There were far less horrific creatures and nasty wraiths churning up The Force here, threatening to eat him alive. It raised a question in his mind about the nature of this trial. Something physical, is what he had come prepared for, yet, there was nothing here beyond the expansive, winding tunnels and the soft thrum of The Force into the soles of his boots. Perhaps that was the trial. Overcome the nothing. Or, perhaps maybe he was overthinking it, as he was wont to do. Kezec kept himself from frustration as he ventured deeper, extending an anxious hand to his side to gently trail his fingertips along the stony, crystalline carapace of the wall countless padawans had passed by before him. Somewhere, distantly, he heard their voices.

'Master, Master! Look!'

'It wasn't even that bad. Hah! You had me scared.'

'Yes, I was terrified.'


Each one widened the smile his presence here etched across his face. So they had felt the same way that he was in this moment, had they? It was reassuring, to say the least. The realization that he had neglected to mention to Master Muwian that the voices of those gone on before him had grown louder and more common in his daily life. The ability to sense such things was not entirely uncommon, but it was one that required special honing, so he had been told, to be used for the betterment of the Jedi and their kind. 'It's easy,' his Master had cautioned, 'to listen to the lies of the dead and fall into the Darkness.'

The miraluka huffed aloud, allowing his cheeks to puff out briefly in his slow-pan around the cavern. Four paths in total branched out from the chamber he currently stood in, each one almost perfectly identical. He considered the logic of the setup. Of course, it was entirely possible the pathways were physically distinguishable from one another but held no differences in conductive composition. A curious hum departed as he stepped off, stretching up onto his toes to extend a hand over his head, allowing him to brush his fingertips along the roof of the cavern. He could leave himself a trail, couldn't he? Just in case he needed to backtrack? That would be the logical option. Just as he carefully began to unwind the scarf from around his throat, he felt a thread pulled from within the bottom of his stomach.

Enough, that was, to make him freeze. That feeling- it was as though someone had stitched a line through his navel and anchored it to his spine, threading back around between the vertebra and back out the same way it had come. It was faint but strong enough to propel him forward almost against his will. The Force was calling him. Without a second thought or moment of hesitation, Kezec rushed down the path that was the second from his right, filling the quiet cavern with the echoing thump of his sliding boot steps. This tunnel spat him out into another chamber, one just as similar in its painted, illuminated greys as the previous. Only through The Force, could he see each of the tunnels webbing out from where he stood. Rather than think so hard, he furrowed his brow, creasing his blindfold, and focused intently on only what it was he felt. He reached for that strange, stringy tug at his gut once again, and the second he felt it ushering him in one direction over the others, that was the direction he set his feet.

The Force was calling him.

It was guiding him.

And it was the key to his success.
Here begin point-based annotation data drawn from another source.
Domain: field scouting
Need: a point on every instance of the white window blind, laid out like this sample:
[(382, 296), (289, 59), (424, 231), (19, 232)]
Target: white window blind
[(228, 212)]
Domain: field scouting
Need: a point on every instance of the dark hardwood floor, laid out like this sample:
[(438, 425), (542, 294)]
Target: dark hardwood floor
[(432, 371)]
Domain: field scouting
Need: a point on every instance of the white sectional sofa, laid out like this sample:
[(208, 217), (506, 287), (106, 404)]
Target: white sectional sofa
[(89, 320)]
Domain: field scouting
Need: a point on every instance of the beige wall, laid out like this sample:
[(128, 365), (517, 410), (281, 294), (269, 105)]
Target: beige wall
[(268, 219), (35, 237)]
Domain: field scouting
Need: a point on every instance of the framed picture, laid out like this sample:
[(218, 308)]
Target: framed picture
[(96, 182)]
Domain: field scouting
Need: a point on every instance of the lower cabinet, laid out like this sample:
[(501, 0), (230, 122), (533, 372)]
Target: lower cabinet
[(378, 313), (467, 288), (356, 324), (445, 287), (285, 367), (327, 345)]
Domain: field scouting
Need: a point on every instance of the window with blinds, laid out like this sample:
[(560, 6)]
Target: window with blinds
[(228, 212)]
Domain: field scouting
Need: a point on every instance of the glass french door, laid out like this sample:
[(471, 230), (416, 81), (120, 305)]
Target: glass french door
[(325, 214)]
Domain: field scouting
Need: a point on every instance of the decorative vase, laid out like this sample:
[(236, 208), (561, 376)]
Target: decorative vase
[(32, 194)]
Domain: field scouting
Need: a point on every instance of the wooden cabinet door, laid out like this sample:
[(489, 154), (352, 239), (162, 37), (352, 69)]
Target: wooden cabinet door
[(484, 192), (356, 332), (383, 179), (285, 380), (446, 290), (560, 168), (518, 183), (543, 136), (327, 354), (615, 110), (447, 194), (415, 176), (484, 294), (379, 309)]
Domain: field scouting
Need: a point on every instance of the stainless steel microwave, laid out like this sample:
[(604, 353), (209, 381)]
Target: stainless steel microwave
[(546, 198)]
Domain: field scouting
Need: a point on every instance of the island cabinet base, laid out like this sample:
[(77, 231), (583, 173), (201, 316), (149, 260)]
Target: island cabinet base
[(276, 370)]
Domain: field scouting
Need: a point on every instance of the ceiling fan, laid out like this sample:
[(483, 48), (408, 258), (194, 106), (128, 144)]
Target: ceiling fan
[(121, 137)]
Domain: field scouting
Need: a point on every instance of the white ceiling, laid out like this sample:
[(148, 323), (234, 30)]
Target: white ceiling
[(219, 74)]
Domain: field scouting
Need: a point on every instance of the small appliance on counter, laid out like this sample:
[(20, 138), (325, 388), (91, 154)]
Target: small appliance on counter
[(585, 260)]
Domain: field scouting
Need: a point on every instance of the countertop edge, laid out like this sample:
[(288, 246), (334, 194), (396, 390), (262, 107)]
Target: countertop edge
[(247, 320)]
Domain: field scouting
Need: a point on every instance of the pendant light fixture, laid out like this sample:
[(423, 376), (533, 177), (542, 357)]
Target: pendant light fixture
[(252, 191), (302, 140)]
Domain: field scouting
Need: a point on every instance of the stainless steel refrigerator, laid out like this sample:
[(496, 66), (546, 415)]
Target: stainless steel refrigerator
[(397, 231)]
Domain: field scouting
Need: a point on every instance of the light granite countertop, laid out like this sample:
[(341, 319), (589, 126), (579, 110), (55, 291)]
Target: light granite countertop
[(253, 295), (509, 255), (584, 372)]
It always had been.

The guiding hand drew him on and he kept pushing, no longer requiring a moment to pause and hone back in on the path he was so easily being offered. This was everything he had been instructed to expect. Everything he had told would occur. 'Listen to The Force', 'Reach for The Force', 'Let The Force guide you'. Muwian had been right, of course. As hard-headed as Kezec was, even he could admit that she had an incredible penchant for being right. She was far wiser than he was, but it went beyond that. There was something.... else there. She wasn't one of his people, but he had never felt as though she was an outsider either. She felt like family. Like he could tell her anything and she could understand, and even if she didn't, she would try for his sake. The mother he never had, in many ways. He wasn't supposed to form attachments, but, it was a little late for that. He couldn't admit it to himself then, nor would he ever, but she was family.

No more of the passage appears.